Glycocode changes in tissues of cancer and autoinflammation, resolution of inflammation, novel immune check-point
Alterations in glycosylation is a hallmark in pathogen recognition by the host which mediates cellular communication during inflammation but also the resolution-phase of inflammation. Homeostatic and inflammatory processes affect the glycan signature of glycoproteins expressed on the cell surface, on secretory proteins, due to up- and down-regulation of glycosylation genes. We study glycan signatures that are recognized by glycan binding receptors such as C-type lectins and siglecs expressed on diverse set of myeloid and lymphoid immune cells, that modify intracellular signalling and immunological outcome. In particular the micro-environmental glycosylation signatures that alter during inflammation such as multiple sclerosis and cancer are studied that drive immune responses towards immunity or tolerance and open new venues for immune interference.
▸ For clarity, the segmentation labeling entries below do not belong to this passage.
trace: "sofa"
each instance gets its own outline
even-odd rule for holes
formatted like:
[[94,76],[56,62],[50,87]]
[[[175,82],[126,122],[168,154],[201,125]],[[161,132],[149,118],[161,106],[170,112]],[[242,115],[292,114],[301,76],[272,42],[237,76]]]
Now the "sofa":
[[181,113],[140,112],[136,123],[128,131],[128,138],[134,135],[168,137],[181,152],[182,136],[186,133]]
We identified new mechanisms of immune tolerance through the modification of glycosylation of tumours. The analysis of transcriptomic data from patients and tumor cell lines allowed us to identify glycosylations that drive the differentiation programmming of monocytes into tumor associated macrophages (TAMs) upon interaction with tumor cells. Our results show that also in neuroinflammation the glyco-code together with type 2 Macrophages that express C-type lectins drive the resolution phase of autoinflammatory processes such as MS. Also presence of sailic acids regulate increase of FoxP3 CD4+ T cells (Treg) and TAM illustrating immune-suppressive cues sialic acids impose on immune cells.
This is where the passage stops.